How do you find the Maclaurin’s series of $ f(x) = \ln (1 + x) $ ?

Answer 1

Hint: To solve this equation, we must know the Maclaurin’s theorem which is,
 $
  f(x) = f(0) + \dfrac{{f'(0)}}{{1!}}x + \dfrac{{f''(0)}}{{2!}}{x^2} + ... \;
  $ ,
and by substituting the required value in the theorem we are able to find the series for the given function.

Complete step-by-step answer:
Let us consider the given question,
 $ f(x) = \ln (1 + x) $
Maclaurin’s theorem, it is the special form of law of mean,
 $
  f(x) = f(0) + \dfrac{{f'(0)}}{{1!}}x + \dfrac{{f''(0)}}{{2!}}{x^2} + ... \;
  $
We need to find the value of $ f(0),f'(0),f''(0),f'''(0) $ and substitute in the above series. For that we have to consider the given equation and put $ x = 0 $ to find the first term $ f(0) $ , by doing this we get,
 $ f(x) = \ln (1 + x),f(0) = \ln 1 = 0 $
And now differentiate the $ f(x) $ which will become $ f'(x) $ and put $ x = 0 $ . When we differentiate $ \ln (1 + x) $ with respect to $ x $ we get $ \dfrac{1}{{1 + x}} $ ,
 $ f'(x) = \dfrac{1}{{1 + x}},f'(0) = \dfrac{1}{{1 + 0}} = 1 $
Again differentiate $ f'(x) $ , which will be written as $ f''(x) $ and put $ x = 0 $ ,
 $ f''(x) = \dfrac{{ - 1}}{{{{(1 + x)}^2}}},f''(0) = - 1 $
Again differentiate $ f''(x) $ , which will be written as $ f'''(x) $ and put $ x = 0 $ ,
 $ f'''(x) = \dfrac{{1 \times 2}}{{{{(1 + x)}^3}}},f'''(0) = 2 \times 1 = 2! $
Again differentiate $ f'''(x) $ , which will be written as $ f''''(x) $ and put $ x = 0 $ ,
 $ f''''(x) = \dfrac{{ - 1 \times 2 \times 3}}{{{{(1 + x)}^4}}},f''''(0) = - 3 \times 2 \times 1 = - 3! $
Substituting the values, we get,
 $
  f(x) = \ln (1 + x) = 0 + \dfrac{1}{{1!}}x - \dfrac{1}{{2!}}{x^2} + \dfrac{{2!}}{{3!}}{x^3} - \dfrac{{3!}}{{4!}}{x^4} + ... \;
  $
 $ \ln (1 + x) = \dfrac{1}{{1!}}x - \dfrac{1}{{2!}}{x^2} + \dfrac{{{x^3}}}{3} - \dfrac{{{x^4}}}{4}+… $
 $ \ln (1 + x) = x - \dfrac{{{x^2}}}{2} + \dfrac{{{x^3}}}{3} - \dfrac{{{x^4}}}{4} + ... $
So, the correct answer is “ $ x - \dfrac{{{x^2}}}{2} + \dfrac{{{x^3}}}{3} - \dfrac{{{x^4}}}{4} + ... $ ”.
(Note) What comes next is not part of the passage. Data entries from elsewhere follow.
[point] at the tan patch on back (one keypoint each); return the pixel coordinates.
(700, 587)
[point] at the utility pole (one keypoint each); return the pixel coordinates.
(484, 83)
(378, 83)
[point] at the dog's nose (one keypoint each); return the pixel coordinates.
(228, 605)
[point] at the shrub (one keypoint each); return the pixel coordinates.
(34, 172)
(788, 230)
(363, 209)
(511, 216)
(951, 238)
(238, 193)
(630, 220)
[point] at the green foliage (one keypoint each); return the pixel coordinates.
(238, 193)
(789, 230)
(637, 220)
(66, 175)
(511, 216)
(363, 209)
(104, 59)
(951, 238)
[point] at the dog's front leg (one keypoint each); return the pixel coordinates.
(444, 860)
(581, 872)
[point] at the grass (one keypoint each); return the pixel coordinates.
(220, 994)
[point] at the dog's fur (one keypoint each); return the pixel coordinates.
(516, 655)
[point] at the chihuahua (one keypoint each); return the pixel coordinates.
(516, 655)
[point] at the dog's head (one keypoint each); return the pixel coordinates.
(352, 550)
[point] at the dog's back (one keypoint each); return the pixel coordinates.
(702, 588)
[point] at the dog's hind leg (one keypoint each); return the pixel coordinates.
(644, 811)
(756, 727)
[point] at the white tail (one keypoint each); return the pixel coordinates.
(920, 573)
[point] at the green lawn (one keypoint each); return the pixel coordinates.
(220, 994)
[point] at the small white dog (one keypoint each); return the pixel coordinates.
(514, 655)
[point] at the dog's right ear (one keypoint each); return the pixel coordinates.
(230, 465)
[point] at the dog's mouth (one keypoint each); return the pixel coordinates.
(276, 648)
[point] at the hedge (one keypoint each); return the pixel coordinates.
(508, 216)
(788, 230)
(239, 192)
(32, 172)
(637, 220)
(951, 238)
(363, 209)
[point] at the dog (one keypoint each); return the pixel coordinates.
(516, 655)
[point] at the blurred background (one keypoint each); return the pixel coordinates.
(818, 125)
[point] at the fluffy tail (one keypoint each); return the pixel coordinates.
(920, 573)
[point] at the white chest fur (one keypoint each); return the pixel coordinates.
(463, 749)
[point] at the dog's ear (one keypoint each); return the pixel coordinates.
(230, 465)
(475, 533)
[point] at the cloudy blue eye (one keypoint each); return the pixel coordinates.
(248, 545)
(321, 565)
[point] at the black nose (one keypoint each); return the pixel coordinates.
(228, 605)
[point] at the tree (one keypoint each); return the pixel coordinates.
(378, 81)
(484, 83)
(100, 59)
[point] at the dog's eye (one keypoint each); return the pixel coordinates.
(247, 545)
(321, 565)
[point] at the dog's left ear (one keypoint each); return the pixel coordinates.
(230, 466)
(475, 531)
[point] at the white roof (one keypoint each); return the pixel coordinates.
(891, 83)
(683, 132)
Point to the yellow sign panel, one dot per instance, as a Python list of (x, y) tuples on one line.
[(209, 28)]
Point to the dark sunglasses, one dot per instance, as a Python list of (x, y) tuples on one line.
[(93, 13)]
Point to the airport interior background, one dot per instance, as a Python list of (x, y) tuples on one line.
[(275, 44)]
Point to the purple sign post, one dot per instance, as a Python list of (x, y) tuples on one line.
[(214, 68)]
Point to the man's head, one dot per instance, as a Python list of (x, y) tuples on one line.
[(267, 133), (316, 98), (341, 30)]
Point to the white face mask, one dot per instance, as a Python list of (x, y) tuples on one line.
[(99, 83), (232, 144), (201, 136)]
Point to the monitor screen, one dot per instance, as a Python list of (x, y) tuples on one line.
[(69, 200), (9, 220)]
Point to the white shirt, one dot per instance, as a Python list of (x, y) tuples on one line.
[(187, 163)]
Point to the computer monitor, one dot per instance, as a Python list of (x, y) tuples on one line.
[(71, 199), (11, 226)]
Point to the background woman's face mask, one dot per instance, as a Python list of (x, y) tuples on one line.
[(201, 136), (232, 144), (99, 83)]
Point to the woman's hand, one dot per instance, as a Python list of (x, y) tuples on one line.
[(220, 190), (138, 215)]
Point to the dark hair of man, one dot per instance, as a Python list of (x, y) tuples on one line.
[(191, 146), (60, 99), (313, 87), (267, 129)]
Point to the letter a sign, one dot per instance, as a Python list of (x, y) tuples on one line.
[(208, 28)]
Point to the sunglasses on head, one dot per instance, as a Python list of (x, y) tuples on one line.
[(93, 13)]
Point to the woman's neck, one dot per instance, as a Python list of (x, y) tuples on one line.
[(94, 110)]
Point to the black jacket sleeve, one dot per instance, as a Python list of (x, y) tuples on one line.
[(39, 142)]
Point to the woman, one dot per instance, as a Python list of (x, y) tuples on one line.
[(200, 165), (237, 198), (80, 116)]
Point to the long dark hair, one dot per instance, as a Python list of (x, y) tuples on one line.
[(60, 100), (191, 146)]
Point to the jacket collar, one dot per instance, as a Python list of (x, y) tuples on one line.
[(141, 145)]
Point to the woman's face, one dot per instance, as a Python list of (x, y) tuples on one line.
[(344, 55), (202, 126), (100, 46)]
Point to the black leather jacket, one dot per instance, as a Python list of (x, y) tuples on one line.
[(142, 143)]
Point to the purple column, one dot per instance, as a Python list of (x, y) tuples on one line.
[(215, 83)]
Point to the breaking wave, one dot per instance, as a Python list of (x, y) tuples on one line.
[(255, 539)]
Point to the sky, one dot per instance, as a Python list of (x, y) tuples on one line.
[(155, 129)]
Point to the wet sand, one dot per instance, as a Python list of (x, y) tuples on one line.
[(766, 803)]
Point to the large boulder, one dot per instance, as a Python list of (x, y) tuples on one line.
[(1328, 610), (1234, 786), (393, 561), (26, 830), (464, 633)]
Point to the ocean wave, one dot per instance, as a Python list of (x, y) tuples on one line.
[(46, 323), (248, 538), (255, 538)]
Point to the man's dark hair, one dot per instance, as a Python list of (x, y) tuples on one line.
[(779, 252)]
Note: Differentiate $ \dfrac{1}{{1 + x}} $ , to differentiate this we should know the basic differentiation formula which is $ {x^n} = n{x^{n - 1}} $ . Similarly, we take $ \dfrac{1}{{1 + x}} $ as $ {(1 + x)^{ - 1}} $ , and consider $ n = - 1 $ , by applying differentiation formula we get,
 $ \dfrac{d}{{dx}}\left( {\dfrac{1}{{1 + x}}} \right) = - 1{(1 + x)^{ - 1 - 1}} = \dfrac{{ - 1}}{{{{(1 + x)}^2}}} $ This is our answer. If we differentiate it again and again the power of the term $ (1 + x) $ is increased by a number $ 1 $ .